Sampling and the Fourier series are only indirectly related. Both are orthonormal expansions of a function, but they use different basis.

In the Fourier series, the orthonormal basis are exponential functions. The Fourier coefficents are the magnitude and phase of the exponentials. As you say, having the coefficients is equivalent, in a certain sense, to having the actual function. However:

• As you have noticed, the Fourier series in general requires an infinite number of coefficients, so it may not be practical. However, the coefficients tend to zero (there is a proof of this), so you can keep a finite number of them and neglect the rest. The difference between the original function and the one re-created from the stored coefficients can be so small as to be ignored.

• Note that the Fourier transformation is not unique. It is unique if you limit the functions to voltages that can be created in practice.

When sampling, the orthonormal basis are sinc (cardinal sine) functions. The coefficients of the sinc functions are the signal samples (that is, its amplitude at specific instants). The sampling theorem gives sufficient conditions for a function to be expressed in terms of this basis. A nice thing about the proof is that it is constructive; that is, it recreates the function from its samples. Notes:

• Again, you need an infinite number of coefficients (samples) . If you only keep a finite number, there will be a difference between the original function and its reconstruction.

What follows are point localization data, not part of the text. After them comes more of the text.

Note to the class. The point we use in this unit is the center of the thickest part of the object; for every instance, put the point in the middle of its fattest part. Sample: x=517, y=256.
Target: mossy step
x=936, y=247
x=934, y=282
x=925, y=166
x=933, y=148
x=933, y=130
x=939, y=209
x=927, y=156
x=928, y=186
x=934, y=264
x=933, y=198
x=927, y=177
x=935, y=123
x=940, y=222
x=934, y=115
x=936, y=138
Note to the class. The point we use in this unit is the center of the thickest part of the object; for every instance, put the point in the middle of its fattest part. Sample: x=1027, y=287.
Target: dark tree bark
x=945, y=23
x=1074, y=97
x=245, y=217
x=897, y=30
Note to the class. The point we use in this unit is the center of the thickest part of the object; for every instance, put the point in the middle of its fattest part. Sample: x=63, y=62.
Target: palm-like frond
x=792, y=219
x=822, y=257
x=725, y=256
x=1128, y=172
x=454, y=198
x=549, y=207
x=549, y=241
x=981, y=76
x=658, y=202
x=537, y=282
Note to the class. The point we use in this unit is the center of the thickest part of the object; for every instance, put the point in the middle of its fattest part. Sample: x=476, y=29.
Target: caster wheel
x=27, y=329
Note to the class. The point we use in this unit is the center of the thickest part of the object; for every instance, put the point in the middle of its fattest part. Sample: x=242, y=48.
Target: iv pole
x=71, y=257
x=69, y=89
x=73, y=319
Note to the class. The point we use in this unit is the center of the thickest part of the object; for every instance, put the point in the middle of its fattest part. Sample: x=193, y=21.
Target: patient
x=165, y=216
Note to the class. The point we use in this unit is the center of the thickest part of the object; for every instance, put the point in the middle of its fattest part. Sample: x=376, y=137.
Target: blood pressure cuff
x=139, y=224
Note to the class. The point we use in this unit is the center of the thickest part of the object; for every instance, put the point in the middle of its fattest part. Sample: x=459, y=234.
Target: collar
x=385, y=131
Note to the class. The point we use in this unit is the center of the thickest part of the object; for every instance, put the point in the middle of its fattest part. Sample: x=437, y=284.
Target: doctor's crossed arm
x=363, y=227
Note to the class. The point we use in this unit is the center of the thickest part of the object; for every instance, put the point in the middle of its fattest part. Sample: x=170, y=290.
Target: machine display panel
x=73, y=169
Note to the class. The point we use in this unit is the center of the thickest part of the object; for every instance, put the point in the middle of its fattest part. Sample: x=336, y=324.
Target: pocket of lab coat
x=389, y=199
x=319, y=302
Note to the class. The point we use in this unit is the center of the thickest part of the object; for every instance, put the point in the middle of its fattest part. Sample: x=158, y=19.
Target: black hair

• The sampling theorem assumes that the function is band-limited, which implies that it is infinite in duration. So, the theorem requires $n$ to be infinite. It makes no statement on $N$.

In engineering and signal processing, we just design our systems so that the difference between the original signal and that reconstructed from its samples is too small to notice. I don't know of any results that quantify the error in terms of $N$ for general functions.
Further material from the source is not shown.